I could only whimper.
“You listen, and listen good. It’s that I. AM. THE. ONLY. ONE.” he said. “You go back and tell General Pooh that. Make sure he gets the message.”
And with that, he disappeared. I looked around the clearing – my comrades were gone. Just… not there anymore. I won’t lie to you – I was damn glad I was wearing a diaper. Our supplies were all over the place, but I couldn’t bring myself to clean up – the bees were already swooping in on the broken jars. I fled – it took me days, let me tell you, living off whatever I could scrounge from the forest floor, but I had to get out of there, any way I could.
I quit the Pooh Army that day, but let me tell you, I will never forget the horror of what I saw in that clearing – Rabbit… Piglet… the donkey.

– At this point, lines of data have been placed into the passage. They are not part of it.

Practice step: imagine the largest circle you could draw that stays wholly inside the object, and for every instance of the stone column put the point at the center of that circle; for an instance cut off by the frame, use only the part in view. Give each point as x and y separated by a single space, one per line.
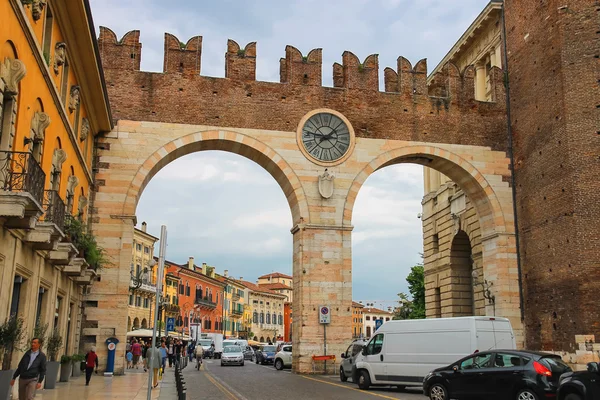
322 276
480 88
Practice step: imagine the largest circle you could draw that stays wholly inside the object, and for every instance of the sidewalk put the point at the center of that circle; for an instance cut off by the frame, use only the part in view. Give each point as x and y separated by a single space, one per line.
131 386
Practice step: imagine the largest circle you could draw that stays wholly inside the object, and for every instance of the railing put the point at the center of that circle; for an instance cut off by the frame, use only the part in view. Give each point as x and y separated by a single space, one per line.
205 302
54 208
20 172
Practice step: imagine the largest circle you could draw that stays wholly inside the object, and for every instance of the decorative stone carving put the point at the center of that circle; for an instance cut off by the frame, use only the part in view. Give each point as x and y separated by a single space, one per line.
39 123
74 100
85 129
326 184
12 71
58 158
60 55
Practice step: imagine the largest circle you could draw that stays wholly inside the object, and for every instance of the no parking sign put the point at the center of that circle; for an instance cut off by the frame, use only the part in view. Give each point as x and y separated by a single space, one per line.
324 315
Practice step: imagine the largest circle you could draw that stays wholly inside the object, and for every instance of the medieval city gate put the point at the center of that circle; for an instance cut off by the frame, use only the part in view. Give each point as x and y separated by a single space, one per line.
162 117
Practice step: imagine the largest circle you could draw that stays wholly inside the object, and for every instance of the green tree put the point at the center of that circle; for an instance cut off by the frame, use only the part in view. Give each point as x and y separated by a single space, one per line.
416 287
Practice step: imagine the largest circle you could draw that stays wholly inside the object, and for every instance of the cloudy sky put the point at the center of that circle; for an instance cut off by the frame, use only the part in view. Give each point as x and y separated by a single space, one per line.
210 201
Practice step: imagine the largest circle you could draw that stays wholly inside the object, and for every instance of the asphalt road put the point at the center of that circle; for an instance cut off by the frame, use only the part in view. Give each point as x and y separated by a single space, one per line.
258 382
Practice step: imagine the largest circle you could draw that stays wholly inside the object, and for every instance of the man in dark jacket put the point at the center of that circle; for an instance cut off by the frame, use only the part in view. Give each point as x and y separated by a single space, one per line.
32 370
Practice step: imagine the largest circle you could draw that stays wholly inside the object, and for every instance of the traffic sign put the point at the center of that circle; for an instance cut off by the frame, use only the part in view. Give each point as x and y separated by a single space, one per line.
324 315
170 324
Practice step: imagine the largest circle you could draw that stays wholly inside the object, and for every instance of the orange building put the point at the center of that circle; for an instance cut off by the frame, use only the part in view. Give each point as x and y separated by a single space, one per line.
200 297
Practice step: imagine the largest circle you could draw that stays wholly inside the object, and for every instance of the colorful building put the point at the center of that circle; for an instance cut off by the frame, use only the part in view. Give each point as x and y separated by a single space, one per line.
53 103
142 285
357 320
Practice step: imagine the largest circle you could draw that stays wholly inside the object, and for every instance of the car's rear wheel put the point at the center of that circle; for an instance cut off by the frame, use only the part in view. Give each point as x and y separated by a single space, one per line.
573 396
364 380
527 394
438 392
278 364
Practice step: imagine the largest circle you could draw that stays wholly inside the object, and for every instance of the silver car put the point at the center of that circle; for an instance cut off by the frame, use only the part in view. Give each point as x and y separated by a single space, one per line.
232 355
349 358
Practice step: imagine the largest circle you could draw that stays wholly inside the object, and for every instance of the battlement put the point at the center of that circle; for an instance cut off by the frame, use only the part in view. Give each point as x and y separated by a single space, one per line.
296 69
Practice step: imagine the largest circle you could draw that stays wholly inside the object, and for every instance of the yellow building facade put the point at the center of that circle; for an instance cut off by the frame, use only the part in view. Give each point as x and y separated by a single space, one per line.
52 105
144 278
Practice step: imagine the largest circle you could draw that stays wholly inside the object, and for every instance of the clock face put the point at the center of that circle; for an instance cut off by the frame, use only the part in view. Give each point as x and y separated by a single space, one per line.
326 137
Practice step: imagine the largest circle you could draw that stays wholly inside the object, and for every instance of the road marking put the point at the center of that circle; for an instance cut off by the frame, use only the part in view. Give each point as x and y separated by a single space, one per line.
350 388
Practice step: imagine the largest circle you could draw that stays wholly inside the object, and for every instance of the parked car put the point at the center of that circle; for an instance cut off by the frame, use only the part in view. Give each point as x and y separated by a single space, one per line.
248 353
265 354
283 359
402 352
498 374
232 355
582 385
349 358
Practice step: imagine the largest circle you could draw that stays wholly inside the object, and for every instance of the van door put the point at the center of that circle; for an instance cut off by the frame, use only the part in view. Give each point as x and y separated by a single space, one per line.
376 359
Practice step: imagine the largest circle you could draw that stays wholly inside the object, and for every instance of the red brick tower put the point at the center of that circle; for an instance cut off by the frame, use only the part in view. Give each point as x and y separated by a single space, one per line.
553 50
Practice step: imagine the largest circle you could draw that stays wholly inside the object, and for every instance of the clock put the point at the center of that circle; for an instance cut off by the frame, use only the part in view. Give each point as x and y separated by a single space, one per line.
325 136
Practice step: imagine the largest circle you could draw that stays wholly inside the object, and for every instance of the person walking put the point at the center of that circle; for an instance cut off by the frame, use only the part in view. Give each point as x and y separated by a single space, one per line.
163 356
199 352
154 362
91 361
136 350
31 370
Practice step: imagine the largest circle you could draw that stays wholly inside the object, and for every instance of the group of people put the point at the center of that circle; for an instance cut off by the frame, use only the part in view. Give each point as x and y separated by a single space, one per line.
31 370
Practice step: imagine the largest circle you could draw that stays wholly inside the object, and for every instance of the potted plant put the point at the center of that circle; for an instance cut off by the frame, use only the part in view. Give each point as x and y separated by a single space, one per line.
78 364
52 366
66 366
11 336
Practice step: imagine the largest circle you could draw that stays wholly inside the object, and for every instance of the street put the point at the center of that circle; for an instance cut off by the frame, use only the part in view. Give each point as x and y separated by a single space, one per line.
258 382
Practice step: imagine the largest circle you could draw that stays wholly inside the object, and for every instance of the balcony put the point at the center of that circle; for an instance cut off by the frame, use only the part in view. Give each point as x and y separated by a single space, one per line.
21 189
204 302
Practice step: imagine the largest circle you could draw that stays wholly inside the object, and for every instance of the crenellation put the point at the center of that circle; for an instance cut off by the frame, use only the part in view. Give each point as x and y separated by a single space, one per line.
125 54
299 70
179 58
240 64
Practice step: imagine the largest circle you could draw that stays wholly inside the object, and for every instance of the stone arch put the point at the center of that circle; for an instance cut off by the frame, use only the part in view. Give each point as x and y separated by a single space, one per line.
457 168
230 141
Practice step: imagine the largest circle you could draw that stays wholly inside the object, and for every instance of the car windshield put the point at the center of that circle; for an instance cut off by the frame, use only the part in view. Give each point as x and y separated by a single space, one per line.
232 349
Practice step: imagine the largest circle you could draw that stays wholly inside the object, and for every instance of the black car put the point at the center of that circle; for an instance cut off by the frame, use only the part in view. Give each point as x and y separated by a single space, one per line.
582 385
497 374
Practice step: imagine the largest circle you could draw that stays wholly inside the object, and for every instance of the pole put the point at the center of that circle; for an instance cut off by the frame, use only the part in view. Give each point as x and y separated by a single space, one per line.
161 266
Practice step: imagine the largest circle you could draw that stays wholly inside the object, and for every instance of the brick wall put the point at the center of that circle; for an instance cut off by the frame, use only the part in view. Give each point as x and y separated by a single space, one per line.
553 49
404 112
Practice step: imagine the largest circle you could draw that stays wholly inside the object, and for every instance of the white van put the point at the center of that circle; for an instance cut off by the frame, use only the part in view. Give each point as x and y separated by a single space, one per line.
402 353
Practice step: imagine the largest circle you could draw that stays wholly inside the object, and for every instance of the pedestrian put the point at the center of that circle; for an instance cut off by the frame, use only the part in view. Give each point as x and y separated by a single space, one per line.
163 356
31 370
171 353
136 349
154 362
91 361
199 352
129 359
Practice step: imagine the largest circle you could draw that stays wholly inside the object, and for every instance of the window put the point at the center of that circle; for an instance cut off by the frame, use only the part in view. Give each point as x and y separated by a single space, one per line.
503 360
478 361
375 345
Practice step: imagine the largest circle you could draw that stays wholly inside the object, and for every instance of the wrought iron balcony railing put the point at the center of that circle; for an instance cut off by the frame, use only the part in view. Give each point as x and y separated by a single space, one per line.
20 172
54 208
205 302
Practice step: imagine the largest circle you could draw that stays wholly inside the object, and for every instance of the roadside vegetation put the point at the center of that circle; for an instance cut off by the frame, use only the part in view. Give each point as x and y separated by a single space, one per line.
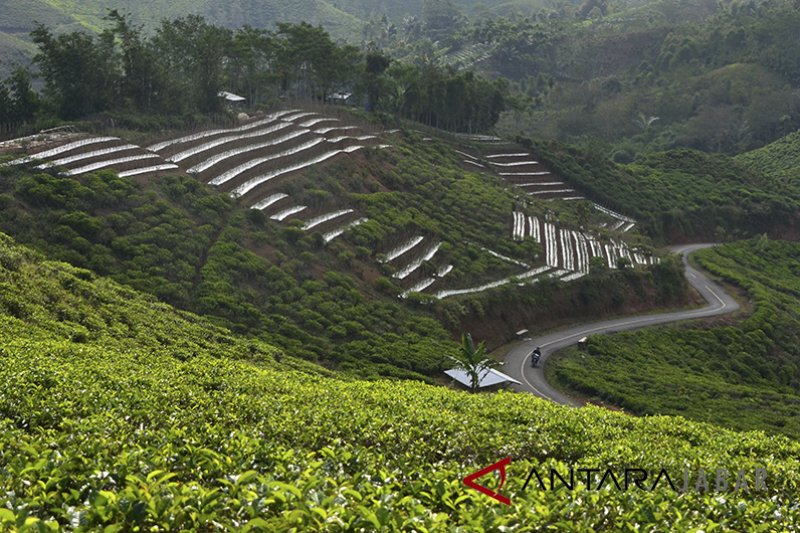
744 375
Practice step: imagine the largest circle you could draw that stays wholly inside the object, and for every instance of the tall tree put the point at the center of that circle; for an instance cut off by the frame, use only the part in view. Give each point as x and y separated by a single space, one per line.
79 70
194 53
473 360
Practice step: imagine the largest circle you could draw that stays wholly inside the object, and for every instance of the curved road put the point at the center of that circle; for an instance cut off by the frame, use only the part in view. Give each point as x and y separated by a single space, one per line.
517 361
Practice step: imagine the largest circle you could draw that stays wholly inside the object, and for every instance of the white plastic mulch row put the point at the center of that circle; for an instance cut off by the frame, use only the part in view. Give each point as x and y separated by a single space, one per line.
222 156
418 287
498 156
536 231
208 133
244 167
531 273
147 170
518 231
526 174
62 149
425 283
328 237
321 219
282 214
573 276
394 253
596 247
269 200
87 155
515 163
551 247
180 156
506 258
295 116
541 184
109 163
255 182
443 271
581 251
416 263
612 214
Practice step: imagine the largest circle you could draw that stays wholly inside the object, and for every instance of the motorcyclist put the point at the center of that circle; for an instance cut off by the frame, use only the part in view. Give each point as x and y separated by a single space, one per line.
536 354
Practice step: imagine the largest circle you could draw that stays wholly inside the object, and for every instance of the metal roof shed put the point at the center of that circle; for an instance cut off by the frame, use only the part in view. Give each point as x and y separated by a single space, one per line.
489 377
230 97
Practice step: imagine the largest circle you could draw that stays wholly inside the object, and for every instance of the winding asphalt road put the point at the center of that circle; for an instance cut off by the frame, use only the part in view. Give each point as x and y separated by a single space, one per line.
517 362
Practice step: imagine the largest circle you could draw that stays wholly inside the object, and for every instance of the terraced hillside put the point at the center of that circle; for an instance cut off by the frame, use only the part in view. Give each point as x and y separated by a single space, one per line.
122 413
314 229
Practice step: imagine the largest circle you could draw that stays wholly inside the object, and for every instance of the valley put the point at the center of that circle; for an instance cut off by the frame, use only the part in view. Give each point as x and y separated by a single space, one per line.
274 266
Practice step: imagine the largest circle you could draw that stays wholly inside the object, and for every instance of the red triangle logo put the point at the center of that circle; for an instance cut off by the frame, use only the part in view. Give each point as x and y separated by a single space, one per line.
501 466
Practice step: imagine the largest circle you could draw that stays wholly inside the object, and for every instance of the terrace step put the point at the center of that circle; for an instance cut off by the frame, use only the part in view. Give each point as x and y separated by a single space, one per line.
283 214
329 236
172 146
70 148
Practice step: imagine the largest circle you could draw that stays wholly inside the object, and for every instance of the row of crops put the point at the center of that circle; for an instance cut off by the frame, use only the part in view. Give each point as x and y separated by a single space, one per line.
254 162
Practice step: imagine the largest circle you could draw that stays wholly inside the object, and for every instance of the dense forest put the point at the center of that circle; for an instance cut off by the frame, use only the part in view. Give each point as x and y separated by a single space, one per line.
121 413
744 375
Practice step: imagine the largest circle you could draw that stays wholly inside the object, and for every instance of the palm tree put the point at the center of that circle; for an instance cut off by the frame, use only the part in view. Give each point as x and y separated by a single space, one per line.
473 360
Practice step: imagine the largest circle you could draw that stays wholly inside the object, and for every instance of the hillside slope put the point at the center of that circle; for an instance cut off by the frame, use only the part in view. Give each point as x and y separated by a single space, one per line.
780 161
744 375
348 244
107 428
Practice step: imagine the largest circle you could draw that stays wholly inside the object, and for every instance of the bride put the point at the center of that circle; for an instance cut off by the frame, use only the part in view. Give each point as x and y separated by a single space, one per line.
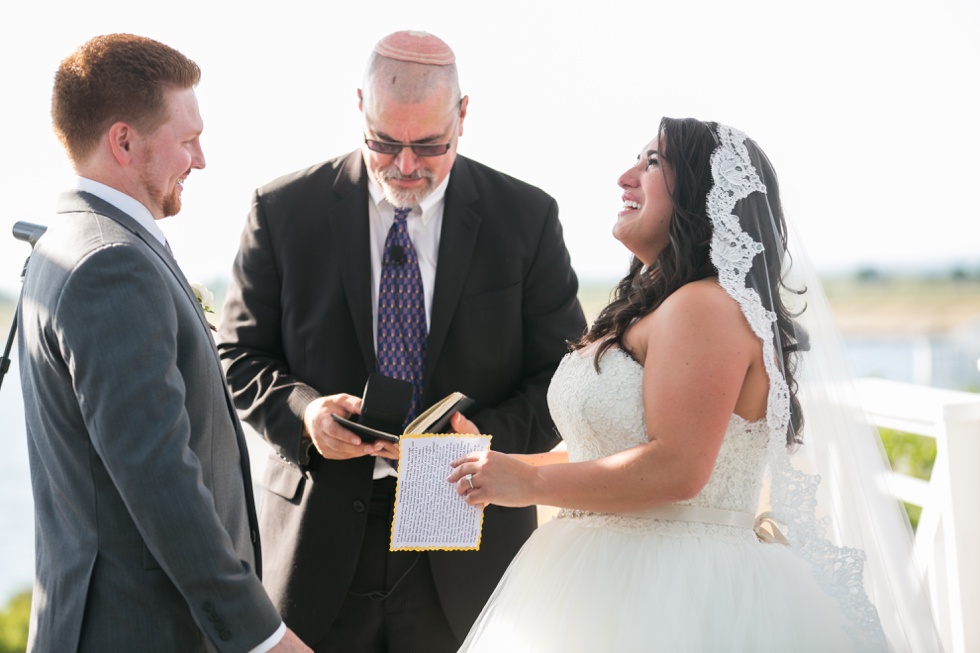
694 517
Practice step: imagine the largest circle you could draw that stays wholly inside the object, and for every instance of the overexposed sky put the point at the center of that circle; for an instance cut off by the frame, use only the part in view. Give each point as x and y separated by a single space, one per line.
868 109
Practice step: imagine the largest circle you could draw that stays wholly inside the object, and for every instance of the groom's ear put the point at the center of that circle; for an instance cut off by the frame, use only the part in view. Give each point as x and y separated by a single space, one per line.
121 137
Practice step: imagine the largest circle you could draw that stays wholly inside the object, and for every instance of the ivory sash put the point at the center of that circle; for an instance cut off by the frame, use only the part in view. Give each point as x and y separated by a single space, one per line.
701 514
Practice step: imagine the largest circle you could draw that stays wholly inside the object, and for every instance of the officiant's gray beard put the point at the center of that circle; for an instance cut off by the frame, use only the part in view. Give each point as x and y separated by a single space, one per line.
404 197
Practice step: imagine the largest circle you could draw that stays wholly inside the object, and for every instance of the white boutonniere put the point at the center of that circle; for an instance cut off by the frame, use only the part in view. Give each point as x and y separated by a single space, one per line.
205 298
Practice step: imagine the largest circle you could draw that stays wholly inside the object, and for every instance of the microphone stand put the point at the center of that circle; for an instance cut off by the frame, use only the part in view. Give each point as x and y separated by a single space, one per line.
30 233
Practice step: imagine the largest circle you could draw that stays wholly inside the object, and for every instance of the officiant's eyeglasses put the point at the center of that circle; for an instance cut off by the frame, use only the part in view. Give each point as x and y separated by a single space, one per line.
420 149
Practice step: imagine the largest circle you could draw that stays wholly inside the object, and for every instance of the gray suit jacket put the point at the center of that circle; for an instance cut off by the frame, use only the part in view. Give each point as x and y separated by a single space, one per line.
145 530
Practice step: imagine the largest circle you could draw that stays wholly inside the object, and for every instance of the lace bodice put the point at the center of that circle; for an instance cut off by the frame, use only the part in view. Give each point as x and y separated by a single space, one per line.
601 414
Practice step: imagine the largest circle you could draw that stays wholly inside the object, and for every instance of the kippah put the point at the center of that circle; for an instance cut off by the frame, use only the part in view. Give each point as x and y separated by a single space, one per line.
416 47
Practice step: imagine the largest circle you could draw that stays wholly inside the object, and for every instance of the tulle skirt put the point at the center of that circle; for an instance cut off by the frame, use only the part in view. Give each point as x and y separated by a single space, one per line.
579 587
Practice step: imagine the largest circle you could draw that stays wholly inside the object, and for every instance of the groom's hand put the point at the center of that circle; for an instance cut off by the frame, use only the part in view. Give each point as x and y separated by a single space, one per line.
332 440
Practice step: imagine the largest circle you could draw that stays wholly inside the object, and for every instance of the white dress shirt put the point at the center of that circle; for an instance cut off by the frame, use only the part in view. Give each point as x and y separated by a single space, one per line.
425 229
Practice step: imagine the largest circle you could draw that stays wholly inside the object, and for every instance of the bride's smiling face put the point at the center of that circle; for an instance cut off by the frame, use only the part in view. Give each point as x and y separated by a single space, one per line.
643 221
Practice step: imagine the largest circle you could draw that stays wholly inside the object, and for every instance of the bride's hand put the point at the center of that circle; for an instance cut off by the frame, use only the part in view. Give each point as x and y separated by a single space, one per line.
493 477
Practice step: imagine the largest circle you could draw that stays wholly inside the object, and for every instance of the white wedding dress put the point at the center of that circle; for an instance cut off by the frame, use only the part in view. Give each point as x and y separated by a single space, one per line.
599 582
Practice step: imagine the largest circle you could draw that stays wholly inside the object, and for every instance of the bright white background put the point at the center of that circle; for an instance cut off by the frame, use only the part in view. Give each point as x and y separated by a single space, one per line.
868 109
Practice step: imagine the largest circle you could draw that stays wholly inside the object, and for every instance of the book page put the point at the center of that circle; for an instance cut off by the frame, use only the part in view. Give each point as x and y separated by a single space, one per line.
429 515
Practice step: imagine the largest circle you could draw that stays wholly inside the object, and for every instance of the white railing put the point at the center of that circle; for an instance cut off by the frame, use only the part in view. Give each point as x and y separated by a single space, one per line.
948 534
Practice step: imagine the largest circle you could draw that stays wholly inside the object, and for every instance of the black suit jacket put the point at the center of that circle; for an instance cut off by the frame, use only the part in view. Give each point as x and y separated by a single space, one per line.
298 325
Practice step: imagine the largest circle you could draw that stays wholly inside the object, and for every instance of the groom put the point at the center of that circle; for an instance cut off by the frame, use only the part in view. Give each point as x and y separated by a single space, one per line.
146 536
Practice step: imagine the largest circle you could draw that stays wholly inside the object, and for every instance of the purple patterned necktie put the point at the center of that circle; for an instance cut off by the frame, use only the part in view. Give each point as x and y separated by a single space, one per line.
402 332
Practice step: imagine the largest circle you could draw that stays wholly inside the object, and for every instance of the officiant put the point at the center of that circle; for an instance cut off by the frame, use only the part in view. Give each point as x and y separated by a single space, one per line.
407 259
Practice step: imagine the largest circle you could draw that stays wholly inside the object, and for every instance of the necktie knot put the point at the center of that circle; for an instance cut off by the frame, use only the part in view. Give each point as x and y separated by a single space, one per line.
402 332
401 215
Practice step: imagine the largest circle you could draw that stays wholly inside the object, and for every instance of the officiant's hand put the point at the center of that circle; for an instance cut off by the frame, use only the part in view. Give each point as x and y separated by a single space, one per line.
494 477
462 425
332 440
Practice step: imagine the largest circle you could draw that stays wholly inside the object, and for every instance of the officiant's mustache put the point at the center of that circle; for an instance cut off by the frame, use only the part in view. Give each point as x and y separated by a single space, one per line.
388 174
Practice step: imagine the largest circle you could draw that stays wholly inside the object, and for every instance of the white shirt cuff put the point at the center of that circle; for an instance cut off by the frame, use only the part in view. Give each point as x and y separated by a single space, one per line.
273 639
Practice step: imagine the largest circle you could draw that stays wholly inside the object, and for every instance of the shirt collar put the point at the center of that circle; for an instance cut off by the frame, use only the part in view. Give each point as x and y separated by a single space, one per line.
426 205
131 207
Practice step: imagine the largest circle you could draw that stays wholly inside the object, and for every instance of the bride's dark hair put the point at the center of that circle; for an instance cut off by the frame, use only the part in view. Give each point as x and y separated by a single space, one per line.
686 145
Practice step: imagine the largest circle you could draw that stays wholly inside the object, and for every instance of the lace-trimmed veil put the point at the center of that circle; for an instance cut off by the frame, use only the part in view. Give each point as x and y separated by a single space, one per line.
827 494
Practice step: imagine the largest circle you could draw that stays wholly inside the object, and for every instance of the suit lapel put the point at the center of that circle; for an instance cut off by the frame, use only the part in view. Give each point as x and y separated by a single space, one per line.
80 201
351 231
460 226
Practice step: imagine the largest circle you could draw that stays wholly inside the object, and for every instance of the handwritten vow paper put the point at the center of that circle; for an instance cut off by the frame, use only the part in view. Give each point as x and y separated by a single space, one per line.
429 515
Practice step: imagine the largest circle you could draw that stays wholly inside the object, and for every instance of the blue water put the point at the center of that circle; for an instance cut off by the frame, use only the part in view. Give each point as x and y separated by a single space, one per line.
889 359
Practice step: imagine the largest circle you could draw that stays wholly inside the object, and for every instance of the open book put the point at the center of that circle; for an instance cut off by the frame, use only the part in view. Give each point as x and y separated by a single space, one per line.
385 404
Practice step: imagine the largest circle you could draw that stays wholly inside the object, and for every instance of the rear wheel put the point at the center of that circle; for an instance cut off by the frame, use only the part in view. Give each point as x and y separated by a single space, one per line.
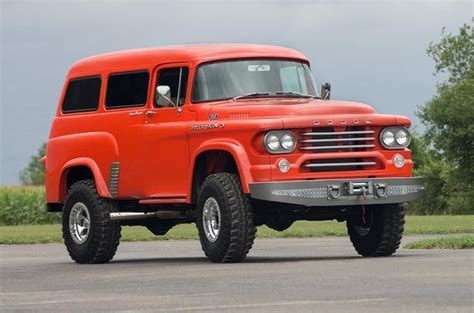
224 219
380 231
89 234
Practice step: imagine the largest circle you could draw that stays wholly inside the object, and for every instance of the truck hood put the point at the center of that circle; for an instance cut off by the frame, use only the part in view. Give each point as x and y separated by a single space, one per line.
304 112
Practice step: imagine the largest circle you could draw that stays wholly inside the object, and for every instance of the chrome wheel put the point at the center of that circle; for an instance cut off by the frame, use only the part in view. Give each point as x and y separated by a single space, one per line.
79 223
211 219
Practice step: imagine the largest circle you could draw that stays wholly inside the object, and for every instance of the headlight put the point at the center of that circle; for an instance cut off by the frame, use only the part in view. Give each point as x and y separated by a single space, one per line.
388 138
281 141
273 143
287 142
395 137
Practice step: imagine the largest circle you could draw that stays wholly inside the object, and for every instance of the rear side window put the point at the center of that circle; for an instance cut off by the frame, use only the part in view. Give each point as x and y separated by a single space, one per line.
176 78
127 90
82 94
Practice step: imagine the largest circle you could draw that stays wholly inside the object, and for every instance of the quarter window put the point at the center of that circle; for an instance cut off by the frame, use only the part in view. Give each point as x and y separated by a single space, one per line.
127 90
82 94
176 78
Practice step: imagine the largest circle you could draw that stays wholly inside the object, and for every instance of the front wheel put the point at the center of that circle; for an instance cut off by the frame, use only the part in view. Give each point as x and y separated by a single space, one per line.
379 232
89 234
224 219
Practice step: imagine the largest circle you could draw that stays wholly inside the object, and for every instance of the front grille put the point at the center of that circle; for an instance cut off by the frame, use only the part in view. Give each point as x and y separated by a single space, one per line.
328 139
342 164
342 139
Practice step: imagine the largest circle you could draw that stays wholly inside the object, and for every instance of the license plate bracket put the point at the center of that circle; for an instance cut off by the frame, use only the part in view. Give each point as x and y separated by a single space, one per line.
360 188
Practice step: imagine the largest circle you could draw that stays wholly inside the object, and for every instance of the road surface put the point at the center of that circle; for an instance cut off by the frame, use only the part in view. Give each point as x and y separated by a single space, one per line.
280 275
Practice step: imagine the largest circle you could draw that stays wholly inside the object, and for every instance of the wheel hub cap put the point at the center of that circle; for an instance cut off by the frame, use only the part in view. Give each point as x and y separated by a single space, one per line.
211 219
79 223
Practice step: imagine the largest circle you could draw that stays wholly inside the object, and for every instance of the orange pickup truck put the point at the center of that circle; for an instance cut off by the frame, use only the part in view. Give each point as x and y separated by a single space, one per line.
229 137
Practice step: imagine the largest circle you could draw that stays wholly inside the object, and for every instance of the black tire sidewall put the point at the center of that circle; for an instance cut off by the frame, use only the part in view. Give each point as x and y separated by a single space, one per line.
369 242
86 252
221 245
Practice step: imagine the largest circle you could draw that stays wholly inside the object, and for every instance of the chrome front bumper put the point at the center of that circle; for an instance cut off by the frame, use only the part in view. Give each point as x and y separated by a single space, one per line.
340 192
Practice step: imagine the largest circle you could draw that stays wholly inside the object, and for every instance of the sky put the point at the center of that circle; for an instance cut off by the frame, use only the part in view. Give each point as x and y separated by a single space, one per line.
371 51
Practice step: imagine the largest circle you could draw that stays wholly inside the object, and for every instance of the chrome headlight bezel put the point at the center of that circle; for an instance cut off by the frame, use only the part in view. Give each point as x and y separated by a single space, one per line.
279 134
395 131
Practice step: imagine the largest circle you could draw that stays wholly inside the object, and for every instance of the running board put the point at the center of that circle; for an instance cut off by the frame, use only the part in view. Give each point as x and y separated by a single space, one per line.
122 216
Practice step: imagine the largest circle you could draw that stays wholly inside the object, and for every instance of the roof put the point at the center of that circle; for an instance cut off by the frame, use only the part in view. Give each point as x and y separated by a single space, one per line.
194 53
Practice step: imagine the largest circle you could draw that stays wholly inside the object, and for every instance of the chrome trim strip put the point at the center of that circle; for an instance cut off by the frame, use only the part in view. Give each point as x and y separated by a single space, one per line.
114 178
340 164
338 139
351 132
337 147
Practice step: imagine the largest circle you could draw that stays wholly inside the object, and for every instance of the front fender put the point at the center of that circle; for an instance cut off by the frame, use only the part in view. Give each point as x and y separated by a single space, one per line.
237 151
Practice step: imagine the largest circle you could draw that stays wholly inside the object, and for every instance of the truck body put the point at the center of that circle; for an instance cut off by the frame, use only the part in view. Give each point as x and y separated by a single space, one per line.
203 133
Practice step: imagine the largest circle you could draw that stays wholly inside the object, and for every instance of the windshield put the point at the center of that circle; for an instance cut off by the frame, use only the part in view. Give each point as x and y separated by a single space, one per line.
231 79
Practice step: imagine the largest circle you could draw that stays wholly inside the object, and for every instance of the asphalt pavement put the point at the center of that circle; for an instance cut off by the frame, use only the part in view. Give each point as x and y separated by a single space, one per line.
279 275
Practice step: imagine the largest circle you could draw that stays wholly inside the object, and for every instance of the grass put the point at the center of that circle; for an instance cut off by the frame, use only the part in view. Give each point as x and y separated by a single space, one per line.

My brothers. I can never forget them. But I want to… god, I would love to wipe my mind clean. Because let me tell you, to this day, whenever I close my eyes, and images of that terrible day in the Hundred Acre wood come to me, I can smell it like I was there.
Honey and sawdust. Honey and sawdust everywhere.
Naw, I'm just kidding.
Sunday, May 16, 2010
When I first moved to Montreal, many years ago, I moved into an apartment building that boasted a very attractive rent, which the proprietors kept low by running an extremely unattractive building. As such, it was filled with students, people on social assistance, and new immigrants (and roaches, but that has nothing to do with this story).
The apartment next to my greasy studio space was occupied by a family from Bangladesh – husband, wife (pregnant) and their toddler son. We didn’t speak often – partially because of the language barrier, partially because their son fell down a flight of stairs because of my stupidity (he was fine, though I’m convinced he’s been plotting to kill me ever since) and I don’t remember their names.
However, I do remember that one day, I noticed their son had gone from being the proud owner of a luxuriant mop of jet black hair, to completely bald. I didn’t have a chance to ask them why, but I mentioned it to Amynah. She explained that it was the custom, amongst South Asians, to shave their babies’ heads, in order to promote a thicker, fuller, second growth of hair.
I pointed out that I’d never had me head shaved and that, if anything, I (and most of the hairdressers that have suffered handcramps trying to deforest my scalp) wished my hair was somewhat less thick and luxurious. “Imagine how much thicker it would be if your mother had shaved it!” she replied. To that, I had no answer.
I bring this up by way of explaining that when I married Amynah several years later, I was fully-apprised that if and when we had kids, this was going to be an argument that we were going to have, and it was going to be an argument that I was going to lose. And today, the day arrived.
Through her community’s grapevine, Amynah found Rahima, a hairdresser that was willing to shave baby heads, and we made an appointment for today at noon (after first walking in unannounced two days ago, and gaining "what? are you monsters?" looks from all the other clientele when we said what we wanted). Sana was not in the best mood, but always behaves well around strangers. We stripped her down to her diaper, and Amynah put on a hairdressing robe. And Rahima set to work.
Sana was remarkably good humoured throughout – which is to say she was upset, but not the “Help! I’m being murdered” levels of upset she can reach when we’re giving her a bath, for instance.
It helped that one of the other hairdressers was there with her husband and three year old son, who was fascinated by the process and therefore willing to distract Sana by dancing and clapping for her amusement.
In any case, in twenty minutes it was all over, and we brought home our newly glabrous baby. I think she looks like Natalie Portman in “V for Vendetta.” What do you think?